Carol

March 14, 2017 - "If you love something, set it free. If it comes back to you, it is yours. If it doesn't, it never was."

Those words of pop wisdom, along with a bird soaring high against a clear blue sky, were on one of the many posters that adorned the walls of my teenage bedroom. And, they sum up the relationship at the center of Carol.

The 2015 romance, set in the early 1950s and based on a novel by Patricia Highsmith, earned Cate Blanchett an Oscar nod for Best Actress. Rooney Mara was nominated as Best Supporting Actress. And, the film also received nominations for screenplay, music, costumes, and cinematography.

Blanchett stars as Carol Aird, a well-to-do housewife who lives in a big house in New Jersey, just outside New York City. That may sound great, but she's divorcing her husband (Kyle Chandler), in no small part because she had an affair a few years back with her best friend, Abby (Sarah Paulson). Caught in the middle is the couple's four-year-old daughter, Rindy.

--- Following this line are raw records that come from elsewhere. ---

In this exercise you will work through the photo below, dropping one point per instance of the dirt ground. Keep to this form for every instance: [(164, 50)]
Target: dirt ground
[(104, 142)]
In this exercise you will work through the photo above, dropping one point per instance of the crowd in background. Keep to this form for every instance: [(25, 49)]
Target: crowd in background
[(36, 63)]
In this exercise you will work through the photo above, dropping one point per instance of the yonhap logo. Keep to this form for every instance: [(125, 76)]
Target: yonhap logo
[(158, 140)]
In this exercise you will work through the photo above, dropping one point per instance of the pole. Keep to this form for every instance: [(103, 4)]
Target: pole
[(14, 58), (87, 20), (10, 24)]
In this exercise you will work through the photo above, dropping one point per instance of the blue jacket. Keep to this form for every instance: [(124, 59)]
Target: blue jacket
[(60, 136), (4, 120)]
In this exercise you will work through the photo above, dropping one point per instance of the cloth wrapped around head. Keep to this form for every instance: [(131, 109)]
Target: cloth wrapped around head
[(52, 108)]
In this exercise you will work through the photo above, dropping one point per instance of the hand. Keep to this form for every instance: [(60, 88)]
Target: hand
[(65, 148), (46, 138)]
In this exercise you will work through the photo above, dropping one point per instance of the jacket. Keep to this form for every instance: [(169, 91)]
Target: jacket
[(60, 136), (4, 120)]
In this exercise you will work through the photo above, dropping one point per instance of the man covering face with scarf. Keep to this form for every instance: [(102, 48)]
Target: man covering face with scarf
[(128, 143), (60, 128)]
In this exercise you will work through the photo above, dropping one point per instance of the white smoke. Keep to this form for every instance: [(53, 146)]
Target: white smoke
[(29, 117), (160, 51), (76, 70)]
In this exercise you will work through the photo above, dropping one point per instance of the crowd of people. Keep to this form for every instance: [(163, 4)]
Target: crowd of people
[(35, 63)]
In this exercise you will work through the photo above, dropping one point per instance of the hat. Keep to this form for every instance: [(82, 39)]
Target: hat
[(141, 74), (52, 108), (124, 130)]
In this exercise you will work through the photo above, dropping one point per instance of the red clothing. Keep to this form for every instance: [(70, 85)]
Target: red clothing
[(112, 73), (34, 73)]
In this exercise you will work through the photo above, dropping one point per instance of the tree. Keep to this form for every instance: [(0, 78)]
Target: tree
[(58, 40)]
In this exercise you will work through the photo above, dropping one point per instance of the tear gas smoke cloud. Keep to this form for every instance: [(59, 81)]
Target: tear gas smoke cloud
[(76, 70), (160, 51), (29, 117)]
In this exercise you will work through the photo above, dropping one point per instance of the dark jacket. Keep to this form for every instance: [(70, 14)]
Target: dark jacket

About two weeks before Christmas, Carol goes to a department store in the city to buy a present for Rindy. That's where she meets the much younger Therese Belivet (Mara), a clerk at the store. Carol leaves her gloves behind. Therese returns them, and so begins a relationship that quickly turns into a love affair. But, the road to lasting love does not run smoothly. Carol must deal with the conventions of the time and Therese must figure out what she really wants.

Overall Review: *** This is a tough one because the movie has so much going for it: The score is fabulous; the performances are nuanced; the costumes and the cinematography are great. The dialogue is spare but exquisite. It's good enough that I watched it three times in one week and got something new out of the film each time.

Having said that, character development is lacking, especially for Therese. When they first have lunch, Carol notes that Therese seems to have been "flung from outer space." I think she means that Therese is a person the likes of whom she's never met before. But, in terms of the movie, it also indicates that Therese just sort of appears. We don't get much of a past for her: Did she go to college? Where did she grow up? What brought her to New York? How old is she? How much older is Carol? We know more about Therese going forward, but, assuming that she is actually from Earth, we don't get many hints about why she's like what she's like.

I can't help but think that Carol could have been great instead of just good if Anthony Minghella had been around to direct it. Minghella, who died in 2008 at just 54 years old, won an Oscar for directing The English Patient in 1996. Three years later, he directed Blanchett in The Talented Mr. Ripley, another film based on a novel by Highsmith and set in the 1950s. The opening shot of Carol seemed very much like one that Minghella might have chosen, and his talent for slowly unmasking characters until their true selves are revealed would have served this film well.